Actinomyces is extremely susceptible to beta-lactams, especially penicillin G or amoxicillin, and drug resistance is not considered to be a problem. Patients require many times of drainage and debridement until the signs of infection are no longer present and the pathologic examination become negative. In addition, prolonged (at least 4 to 8 weeks) high doses of penicillin G or amoxicillin are needed. Notably, the antibiotic duration could likely be reduced for patients in whom optimal surgical resection of the infected tissue has been performed. Reiner et el. [16] suggested that surgical therapy was necessary in most instances.
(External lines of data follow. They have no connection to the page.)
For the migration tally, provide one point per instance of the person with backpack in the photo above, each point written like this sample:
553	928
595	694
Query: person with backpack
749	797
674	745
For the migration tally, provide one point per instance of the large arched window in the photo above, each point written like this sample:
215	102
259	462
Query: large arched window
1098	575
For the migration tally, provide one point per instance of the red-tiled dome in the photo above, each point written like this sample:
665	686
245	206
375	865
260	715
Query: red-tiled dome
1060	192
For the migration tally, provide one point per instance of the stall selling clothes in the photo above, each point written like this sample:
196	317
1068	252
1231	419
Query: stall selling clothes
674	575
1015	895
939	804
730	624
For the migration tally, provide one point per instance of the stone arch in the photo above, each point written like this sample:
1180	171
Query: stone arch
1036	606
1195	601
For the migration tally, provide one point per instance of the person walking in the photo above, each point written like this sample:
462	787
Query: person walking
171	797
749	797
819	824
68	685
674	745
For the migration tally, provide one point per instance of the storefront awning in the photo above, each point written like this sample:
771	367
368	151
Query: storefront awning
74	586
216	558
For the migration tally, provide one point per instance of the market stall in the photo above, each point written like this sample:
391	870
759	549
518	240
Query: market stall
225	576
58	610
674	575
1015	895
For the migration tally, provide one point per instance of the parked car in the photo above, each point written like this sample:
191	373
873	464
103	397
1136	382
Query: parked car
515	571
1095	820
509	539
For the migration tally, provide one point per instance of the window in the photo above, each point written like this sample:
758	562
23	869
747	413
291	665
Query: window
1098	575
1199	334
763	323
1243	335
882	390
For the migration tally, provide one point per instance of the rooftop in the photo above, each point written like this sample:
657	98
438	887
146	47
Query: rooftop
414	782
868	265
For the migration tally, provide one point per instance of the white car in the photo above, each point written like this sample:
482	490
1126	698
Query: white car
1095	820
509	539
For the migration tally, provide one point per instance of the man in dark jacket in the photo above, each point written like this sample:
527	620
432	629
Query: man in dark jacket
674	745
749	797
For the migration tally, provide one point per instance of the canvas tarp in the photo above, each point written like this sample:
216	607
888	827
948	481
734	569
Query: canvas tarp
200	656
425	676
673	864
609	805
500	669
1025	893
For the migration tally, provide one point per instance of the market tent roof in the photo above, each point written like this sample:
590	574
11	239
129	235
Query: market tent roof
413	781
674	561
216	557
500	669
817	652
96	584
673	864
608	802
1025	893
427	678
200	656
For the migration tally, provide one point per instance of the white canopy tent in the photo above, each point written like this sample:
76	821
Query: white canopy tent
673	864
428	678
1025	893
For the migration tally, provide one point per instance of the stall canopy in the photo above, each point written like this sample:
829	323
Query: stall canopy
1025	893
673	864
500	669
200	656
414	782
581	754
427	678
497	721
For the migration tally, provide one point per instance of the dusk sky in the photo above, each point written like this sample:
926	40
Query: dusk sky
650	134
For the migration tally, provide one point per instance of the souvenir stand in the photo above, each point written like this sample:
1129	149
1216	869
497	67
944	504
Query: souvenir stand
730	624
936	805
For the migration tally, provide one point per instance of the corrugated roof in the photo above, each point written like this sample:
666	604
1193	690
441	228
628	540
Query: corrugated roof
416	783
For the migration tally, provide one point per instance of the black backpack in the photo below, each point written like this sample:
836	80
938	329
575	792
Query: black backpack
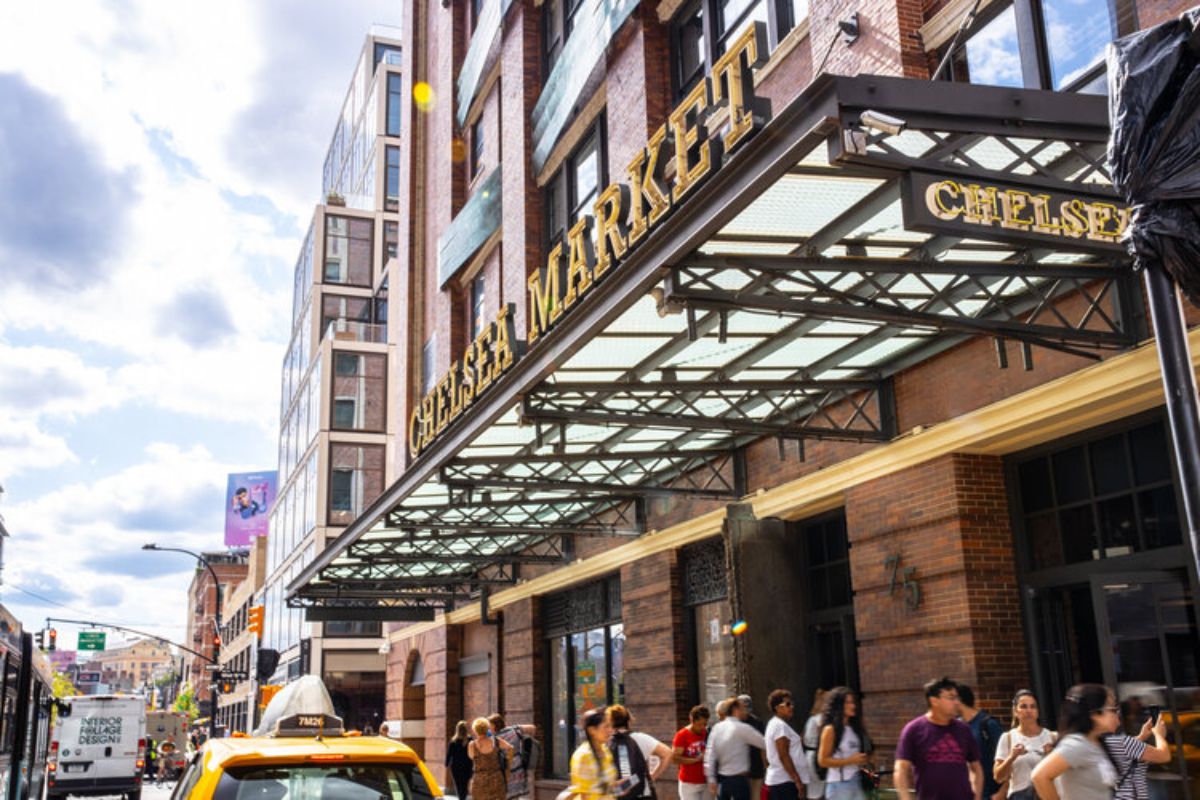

We did not use in our patient, Nayak et el. [17] reported that using bone cement (antibead) with a mixture of antibiotics can increase the local therapeutic effect. However, penicillin G is not stable at the heat which generated during the process of making antibiotic cements. Therefore, amoxicillin would be a better choice for the antibiotic cement [18]. Vancomycin is also known to be effective antibiotics in Actinomyces management [19]. In general, osteomyelitis due to Methicillin-susceptible Staphylococcus aureus or Methicillin-resistant Staphylococcus aureus is common, thus insertion of vancomycin loaded bone cement may be a good initial management until the final culture exam result.

Pending the results of culturing, a lesion with granules of branching Gram-positive bacteria should be empirically treated with penicillin and a sulfonamide. Actinomycotic osteomyelitis has a high rate of successful treatment outcomes, but several additional surgical treatments may be needed [6, 15]. Kundu et al. suggested that a delayed diagnosis leads to sclerosis of the bone, which hampers the penetration of penicillin and makes infection control more difficult [6]. In the previously reported case, partial ostectomy or amputation was performed in 3 out of 8 patients (37.5%) [6, 9, 15, 20]. Our patient was successfully treated with repeated marginal debridement and drainage without the need for ostectomy or amputation. The pus-like discharge in our patient persisted despite the IV antibiotics, open drainage, and wound care. Consequently, a total of five debridement and bone curettages were performed and the duration of antibiotic usage was quite long, with 8 weeks for intravenous antibiotics and 6 weeks for oral antibiotics.

Actinomycosis is an extremely rare and challenging disease for orthopedic surgeons and can be easily mistaken for more common conditions with discharging sinuses, such as pyogenic osteomyelitis and tuberculosis. This is especially common in areas with a high prevalence of tuberculosis. Routine culture and Gram staining are still important, but the culture confirmation rate is low. Therefore, the lessons learned from this case are that it is important to make an accurate diagnosis early on by carrying out the procedure in accordance with various exam (including pathology, Tb PCR, culture test), even if it is a typical or atypical lesion. With a prompt diagnosis and initial treatment, actinomycotic osteomyelitis can be successfully treated without ostectomy or amputation.